Here we go again!  That extra special month where women go insane and for some reason June 4th is the date.  If they aren’t marrying someone, by god, somebody better be getting married.  The national economy depends on that genetic defect in women that go screaming into the night over the flowers that will be in that little vase as one of the guests walk by.  And for god’s sake please tell her you noticed that little vase and compliment her over, and over, and over again.  She spent six months on perfecting that one little item alone.

Then there’s the dress. OMG – shoot me now.  In my wildest dreams I never thought they could make a reality show called Bridezilla.  What is with you women, REALLY?  Do you secretly go into your closets on your 1 year anniversary and salivate on the plastic covering?  You wear it once for a very short time and the groom is doing his best to strip you out of it. Some of these weddings cost tens of thousands of dollars.  You’d think they might want to invest it for the future.  Oh no, there can be no holding back for the princess of her once a life-time moment.  This is why I will ban all Disney movies if I ever get a granddaughter.  It places images into their minds, which then modifies their genetics and turns them into GMO’s (Girly Mangled Organism.)  You think a three-year old can throw a fit, just watch a bride.

Then women have to have the weddings in June.
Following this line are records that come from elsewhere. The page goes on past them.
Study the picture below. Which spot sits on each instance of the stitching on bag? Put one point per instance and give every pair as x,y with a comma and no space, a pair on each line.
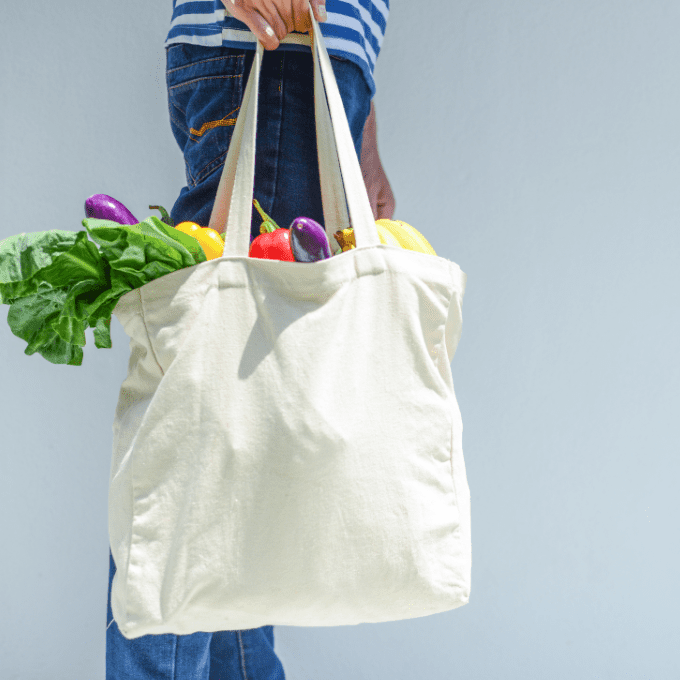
243,655
148,337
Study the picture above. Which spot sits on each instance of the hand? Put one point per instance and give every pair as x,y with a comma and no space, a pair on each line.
272,20
377,185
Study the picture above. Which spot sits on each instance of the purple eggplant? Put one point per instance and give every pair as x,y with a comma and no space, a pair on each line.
104,207
308,240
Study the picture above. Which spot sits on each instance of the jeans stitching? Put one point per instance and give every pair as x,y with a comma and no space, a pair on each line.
243,656
205,61
226,121
199,79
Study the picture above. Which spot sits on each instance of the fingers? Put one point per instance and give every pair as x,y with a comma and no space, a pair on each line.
256,17
300,9
272,20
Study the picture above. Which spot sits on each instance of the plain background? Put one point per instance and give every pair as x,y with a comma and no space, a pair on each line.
534,143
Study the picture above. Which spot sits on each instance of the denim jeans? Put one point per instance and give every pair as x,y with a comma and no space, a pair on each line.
205,89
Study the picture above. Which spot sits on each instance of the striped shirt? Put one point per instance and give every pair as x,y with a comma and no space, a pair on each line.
354,29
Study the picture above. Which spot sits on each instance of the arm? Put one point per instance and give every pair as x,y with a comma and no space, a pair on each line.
377,185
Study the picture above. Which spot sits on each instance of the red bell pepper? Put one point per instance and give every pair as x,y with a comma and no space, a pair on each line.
273,243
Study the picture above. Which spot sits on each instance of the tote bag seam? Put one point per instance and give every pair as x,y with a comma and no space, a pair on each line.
132,471
146,330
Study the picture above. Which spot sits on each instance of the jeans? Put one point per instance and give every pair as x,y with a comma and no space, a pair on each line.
205,89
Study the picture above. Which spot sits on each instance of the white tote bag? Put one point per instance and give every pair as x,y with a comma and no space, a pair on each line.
287,442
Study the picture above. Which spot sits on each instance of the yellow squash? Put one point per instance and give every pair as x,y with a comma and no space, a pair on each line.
392,233
210,240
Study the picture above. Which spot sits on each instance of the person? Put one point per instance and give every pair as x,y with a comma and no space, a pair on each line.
209,52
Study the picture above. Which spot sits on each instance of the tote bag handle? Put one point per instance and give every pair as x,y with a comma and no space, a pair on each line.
338,162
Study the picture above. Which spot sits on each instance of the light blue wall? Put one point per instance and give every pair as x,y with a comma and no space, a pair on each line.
535,144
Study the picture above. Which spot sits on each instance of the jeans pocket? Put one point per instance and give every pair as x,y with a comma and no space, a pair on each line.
205,90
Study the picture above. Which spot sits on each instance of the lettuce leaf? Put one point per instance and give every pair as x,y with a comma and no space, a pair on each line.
59,283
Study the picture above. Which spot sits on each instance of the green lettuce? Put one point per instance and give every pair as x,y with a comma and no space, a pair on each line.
58,283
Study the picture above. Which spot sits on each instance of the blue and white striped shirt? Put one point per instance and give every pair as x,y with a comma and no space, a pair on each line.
354,29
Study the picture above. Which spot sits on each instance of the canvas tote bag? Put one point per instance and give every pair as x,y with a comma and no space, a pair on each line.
287,441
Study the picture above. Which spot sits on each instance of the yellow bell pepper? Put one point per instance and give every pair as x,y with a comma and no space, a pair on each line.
210,240
390,232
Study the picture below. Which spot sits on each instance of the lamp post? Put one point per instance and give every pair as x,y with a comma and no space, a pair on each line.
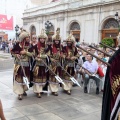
16,29
48,24
117,18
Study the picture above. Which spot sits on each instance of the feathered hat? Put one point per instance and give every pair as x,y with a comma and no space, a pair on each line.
43,35
57,35
23,35
71,38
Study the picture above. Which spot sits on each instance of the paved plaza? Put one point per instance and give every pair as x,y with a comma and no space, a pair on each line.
78,106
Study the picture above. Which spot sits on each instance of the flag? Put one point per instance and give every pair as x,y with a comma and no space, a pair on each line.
111,95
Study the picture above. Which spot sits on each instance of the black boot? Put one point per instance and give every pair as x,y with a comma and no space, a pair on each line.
97,90
85,89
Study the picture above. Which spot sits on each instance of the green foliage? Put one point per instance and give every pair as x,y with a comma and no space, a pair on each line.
108,41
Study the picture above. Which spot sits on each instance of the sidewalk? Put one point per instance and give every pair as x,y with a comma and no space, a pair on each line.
78,106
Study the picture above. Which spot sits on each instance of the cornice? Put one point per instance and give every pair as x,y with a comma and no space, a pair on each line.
64,7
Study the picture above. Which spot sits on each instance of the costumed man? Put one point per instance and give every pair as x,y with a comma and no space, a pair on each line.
40,69
56,60
33,46
71,54
22,53
111,95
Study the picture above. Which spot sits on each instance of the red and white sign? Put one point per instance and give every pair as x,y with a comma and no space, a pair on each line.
6,22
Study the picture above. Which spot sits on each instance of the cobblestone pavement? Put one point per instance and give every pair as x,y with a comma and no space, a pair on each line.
78,106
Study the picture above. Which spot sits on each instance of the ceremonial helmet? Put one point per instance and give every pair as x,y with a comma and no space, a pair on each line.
24,34
70,38
43,35
56,36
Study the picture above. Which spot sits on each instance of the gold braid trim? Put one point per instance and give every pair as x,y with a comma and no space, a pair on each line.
35,73
16,67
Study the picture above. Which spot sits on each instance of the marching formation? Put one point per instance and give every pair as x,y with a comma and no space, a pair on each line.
41,65
44,64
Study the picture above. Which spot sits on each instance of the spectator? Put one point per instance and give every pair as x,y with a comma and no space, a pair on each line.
92,67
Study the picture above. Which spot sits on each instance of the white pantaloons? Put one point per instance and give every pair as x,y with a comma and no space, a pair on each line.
67,86
18,88
37,88
54,87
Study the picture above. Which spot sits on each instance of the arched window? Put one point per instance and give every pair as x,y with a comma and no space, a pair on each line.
111,23
33,30
75,26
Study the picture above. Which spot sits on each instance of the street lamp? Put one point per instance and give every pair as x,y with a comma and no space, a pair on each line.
48,25
16,29
117,18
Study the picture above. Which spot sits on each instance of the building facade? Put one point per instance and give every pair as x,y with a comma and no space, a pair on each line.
90,20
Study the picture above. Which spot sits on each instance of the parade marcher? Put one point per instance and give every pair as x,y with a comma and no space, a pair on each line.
40,70
22,53
111,95
71,54
56,60
33,46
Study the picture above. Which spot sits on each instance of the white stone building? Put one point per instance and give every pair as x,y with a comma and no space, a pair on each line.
90,20
16,8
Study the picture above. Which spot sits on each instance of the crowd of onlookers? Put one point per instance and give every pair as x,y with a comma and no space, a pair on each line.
85,60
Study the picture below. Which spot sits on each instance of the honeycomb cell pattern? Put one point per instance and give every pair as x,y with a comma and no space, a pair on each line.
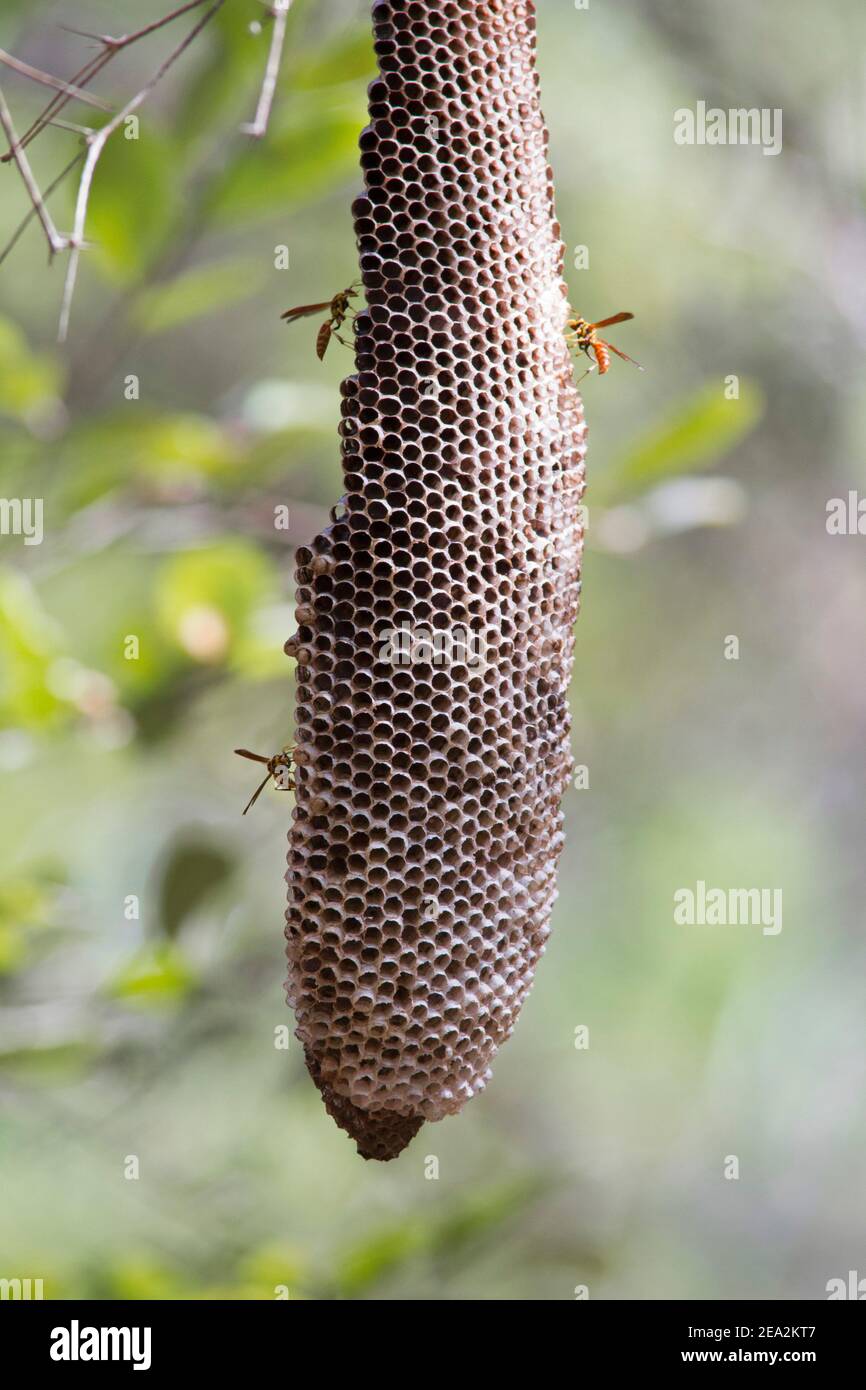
427,822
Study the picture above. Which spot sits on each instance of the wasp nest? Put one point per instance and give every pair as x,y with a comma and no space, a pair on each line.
435,613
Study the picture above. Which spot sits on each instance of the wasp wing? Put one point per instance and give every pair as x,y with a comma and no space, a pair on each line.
305,312
253,758
626,357
257,792
615,319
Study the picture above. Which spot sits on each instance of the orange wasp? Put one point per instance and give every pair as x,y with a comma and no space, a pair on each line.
278,769
584,337
338,312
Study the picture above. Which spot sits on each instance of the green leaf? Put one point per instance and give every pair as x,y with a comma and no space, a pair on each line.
346,59
381,1254
202,291
134,198
157,976
695,435
292,166
191,876
29,647
29,384
206,598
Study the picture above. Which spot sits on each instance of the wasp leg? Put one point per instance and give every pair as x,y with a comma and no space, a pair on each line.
257,792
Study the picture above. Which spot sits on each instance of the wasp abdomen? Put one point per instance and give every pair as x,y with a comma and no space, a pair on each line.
602,356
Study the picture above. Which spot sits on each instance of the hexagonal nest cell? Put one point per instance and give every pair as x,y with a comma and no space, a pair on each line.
430,769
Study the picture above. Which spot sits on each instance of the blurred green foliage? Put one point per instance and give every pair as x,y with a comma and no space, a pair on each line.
180,419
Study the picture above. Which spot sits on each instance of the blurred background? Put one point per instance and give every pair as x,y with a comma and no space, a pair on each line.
141,916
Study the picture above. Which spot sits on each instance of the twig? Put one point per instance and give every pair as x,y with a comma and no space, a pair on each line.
59,102
259,125
70,91
34,210
96,146
93,67
54,239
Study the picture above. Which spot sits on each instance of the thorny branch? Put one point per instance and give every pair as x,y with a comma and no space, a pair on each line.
46,79
95,149
259,125
111,46
54,239
34,210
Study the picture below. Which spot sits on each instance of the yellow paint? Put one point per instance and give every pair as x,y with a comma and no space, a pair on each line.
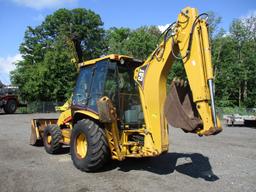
198,68
87,113
111,57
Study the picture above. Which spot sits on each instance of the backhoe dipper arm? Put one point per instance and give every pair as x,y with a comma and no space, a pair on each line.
189,37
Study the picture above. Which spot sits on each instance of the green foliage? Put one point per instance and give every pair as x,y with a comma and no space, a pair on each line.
46,73
138,43
234,58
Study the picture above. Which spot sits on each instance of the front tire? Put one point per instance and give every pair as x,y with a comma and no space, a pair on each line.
10,106
89,148
52,137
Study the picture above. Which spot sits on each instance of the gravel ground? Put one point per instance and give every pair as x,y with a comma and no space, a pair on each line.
226,162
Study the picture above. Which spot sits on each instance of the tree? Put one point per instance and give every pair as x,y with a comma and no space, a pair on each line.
138,43
46,73
234,58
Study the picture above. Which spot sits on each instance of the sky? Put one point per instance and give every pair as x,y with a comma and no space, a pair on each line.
16,15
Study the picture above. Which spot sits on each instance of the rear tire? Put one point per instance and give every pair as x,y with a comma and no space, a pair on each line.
52,137
10,106
89,147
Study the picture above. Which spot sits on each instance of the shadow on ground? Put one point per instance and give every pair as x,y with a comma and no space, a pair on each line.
195,165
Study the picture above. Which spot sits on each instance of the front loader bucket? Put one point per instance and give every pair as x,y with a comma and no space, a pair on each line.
179,109
37,129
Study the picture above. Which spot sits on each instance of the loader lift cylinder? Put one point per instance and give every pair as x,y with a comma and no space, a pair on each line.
210,83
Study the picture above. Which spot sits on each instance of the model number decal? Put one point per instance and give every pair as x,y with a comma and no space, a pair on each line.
141,75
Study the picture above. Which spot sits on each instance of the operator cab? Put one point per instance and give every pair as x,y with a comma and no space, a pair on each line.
110,76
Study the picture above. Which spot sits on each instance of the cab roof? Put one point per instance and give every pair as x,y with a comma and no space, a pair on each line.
115,57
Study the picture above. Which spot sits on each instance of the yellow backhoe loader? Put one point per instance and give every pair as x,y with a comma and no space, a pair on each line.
120,106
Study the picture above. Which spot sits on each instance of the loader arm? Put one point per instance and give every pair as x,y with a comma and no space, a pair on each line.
188,36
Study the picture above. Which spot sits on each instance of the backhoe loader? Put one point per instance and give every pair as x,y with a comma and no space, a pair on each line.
120,108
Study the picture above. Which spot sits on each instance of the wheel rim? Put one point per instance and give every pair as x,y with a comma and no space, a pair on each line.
49,139
81,146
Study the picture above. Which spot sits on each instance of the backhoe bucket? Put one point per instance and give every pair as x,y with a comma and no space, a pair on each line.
179,109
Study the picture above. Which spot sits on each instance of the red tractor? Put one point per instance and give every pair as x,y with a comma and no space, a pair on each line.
8,98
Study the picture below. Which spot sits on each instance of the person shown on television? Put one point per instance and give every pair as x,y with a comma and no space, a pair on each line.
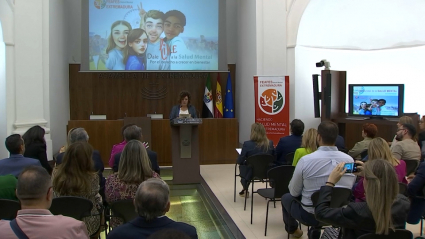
134,53
363,108
374,107
117,41
183,108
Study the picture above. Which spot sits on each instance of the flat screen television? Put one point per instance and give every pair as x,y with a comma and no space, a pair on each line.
376,100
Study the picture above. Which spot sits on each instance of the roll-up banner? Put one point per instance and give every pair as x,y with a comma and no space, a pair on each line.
272,105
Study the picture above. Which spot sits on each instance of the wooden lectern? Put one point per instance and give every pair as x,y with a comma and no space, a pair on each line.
185,154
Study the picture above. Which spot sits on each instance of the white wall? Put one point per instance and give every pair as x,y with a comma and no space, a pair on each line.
3,98
384,45
59,76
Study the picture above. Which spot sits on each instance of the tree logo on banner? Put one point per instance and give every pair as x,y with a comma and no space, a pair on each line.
271,101
99,4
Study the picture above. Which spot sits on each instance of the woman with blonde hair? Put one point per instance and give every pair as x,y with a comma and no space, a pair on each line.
383,211
76,176
378,149
258,144
134,168
308,145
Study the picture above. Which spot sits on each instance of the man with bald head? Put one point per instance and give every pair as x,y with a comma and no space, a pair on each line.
34,191
151,202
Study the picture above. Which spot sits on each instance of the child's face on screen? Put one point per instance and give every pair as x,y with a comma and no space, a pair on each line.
172,27
139,45
119,34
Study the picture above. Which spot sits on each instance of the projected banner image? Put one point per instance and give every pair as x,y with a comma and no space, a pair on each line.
153,35
375,100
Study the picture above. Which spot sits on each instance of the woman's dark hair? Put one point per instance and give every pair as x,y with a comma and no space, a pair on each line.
183,94
34,134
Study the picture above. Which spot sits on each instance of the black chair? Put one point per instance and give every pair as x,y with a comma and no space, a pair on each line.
75,207
259,165
9,209
124,209
402,188
281,176
339,198
397,234
411,166
289,158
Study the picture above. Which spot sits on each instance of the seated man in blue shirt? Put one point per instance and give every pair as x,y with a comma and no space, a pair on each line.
311,173
16,162
289,144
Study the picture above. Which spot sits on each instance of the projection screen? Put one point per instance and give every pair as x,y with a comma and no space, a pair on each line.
153,35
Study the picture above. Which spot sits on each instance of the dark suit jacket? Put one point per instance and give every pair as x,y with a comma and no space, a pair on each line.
286,145
98,165
176,109
356,219
139,228
152,157
250,148
15,163
37,150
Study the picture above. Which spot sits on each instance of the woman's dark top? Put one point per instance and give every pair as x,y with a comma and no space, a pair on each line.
176,109
37,150
356,218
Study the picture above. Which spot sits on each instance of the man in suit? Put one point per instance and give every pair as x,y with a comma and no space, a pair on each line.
151,203
16,162
34,190
289,144
134,132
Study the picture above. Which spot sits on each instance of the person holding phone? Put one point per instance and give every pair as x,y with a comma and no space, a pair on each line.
378,214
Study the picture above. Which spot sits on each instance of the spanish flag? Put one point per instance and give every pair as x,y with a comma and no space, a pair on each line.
218,108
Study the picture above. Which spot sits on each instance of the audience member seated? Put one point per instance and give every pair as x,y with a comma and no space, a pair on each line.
8,187
134,169
369,132
289,144
311,173
34,190
258,144
80,135
134,132
406,148
379,214
151,203
117,148
308,145
76,177
35,146
340,144
415,193
16,162
379,149
401,121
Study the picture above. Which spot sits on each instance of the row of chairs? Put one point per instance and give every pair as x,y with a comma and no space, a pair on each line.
77,208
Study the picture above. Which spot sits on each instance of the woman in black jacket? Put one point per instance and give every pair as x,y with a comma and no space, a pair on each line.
384,209
35,146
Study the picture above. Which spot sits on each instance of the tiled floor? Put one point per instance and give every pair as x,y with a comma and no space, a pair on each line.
221,180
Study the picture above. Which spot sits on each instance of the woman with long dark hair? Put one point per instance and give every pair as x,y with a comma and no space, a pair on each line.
35,146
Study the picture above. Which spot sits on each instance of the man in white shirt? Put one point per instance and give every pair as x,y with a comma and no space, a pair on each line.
310,174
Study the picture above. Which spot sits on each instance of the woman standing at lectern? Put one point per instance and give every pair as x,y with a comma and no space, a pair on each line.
184,107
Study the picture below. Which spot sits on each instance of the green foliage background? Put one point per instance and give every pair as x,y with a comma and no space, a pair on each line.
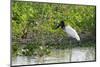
38,20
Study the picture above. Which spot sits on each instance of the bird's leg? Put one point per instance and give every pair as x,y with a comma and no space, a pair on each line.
70,50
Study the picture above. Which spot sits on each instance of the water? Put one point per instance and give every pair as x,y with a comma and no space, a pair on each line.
57,56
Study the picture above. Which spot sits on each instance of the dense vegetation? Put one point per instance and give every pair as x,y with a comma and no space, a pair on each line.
33,26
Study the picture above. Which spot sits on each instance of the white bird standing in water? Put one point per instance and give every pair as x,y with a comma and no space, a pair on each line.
69,30
71,33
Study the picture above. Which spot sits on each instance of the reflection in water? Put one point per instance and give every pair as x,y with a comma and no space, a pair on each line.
58,55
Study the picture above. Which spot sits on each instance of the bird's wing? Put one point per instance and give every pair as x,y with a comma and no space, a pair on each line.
72,32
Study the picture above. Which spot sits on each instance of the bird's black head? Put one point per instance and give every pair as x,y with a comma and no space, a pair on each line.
62,25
Outside. Outside without any shade. Well here in Oklahoma it might be 109 degrees without a moments notice.  There the men, dressed in tuxedos are sweating like feral pigs in heat, while the brides and her maids have low cut dresses to expose cleavage, (or so men thought), when in fact is that how they control the wedding and who suffers.  If a man ever mentions a fall or winter wedding, a Bridezilla’s hissy fit comes with flames. Of course there is the incessant crying by all the other females in attendance.  Why?  I haven’t a clue, this why I write this monthly post, so that someone can explain it to me.  They say it’s a happy cry.

Then there are the rings.  You ladies get a 5 caret diamond, while we guys get a gold band.  If I had to do it all over again I would have held out for a diamond studded Rolex, with an automatic anniversary reminder.  I would also want my very own tuxedo, with gold buttons.  And when I didn’t get what I wanted I’d throw a fit, such a fit that they’d create a new reality show named Groomollum. “Yes precioussss, we must have the one Rolex, yessss.”

Now, doesn’t that just sound silly?  Of course it does, it’s illogical and without reason, but we are talking about women now, so throw out all the books on philosophy and logic. This is why Aristotle was single and lucky wedding lingerie didn’t exist yet.

Then there is the reception where the bride receives a POD load of gifts; like cooking ware, followed by a microwave. Guess which one she cries over?  Nowhere in there is a wide screen television, golf clubs or XboX 3600.1.  Hey people, there’s a guy here too!  Now as the lovely couple nears the wedding night, the guy is going on and on about the pricey wedding.  This is where the simplistic genetics of a man come shining through.  Out of the closet comes the bride in a lacy Thinga Mabob and our attentions shift quickly like a hunting dog.  SQUIRREL!

Squirrel

Hubba Hubba Babe, forget the Rolex.

I am sure Eve brought the Apple to Adam, which Satan gave visions of a Fredericks of Hollywood catalog, and Adam was instantly doomed by the iFruit.  Weddings!  Who invented this insanity?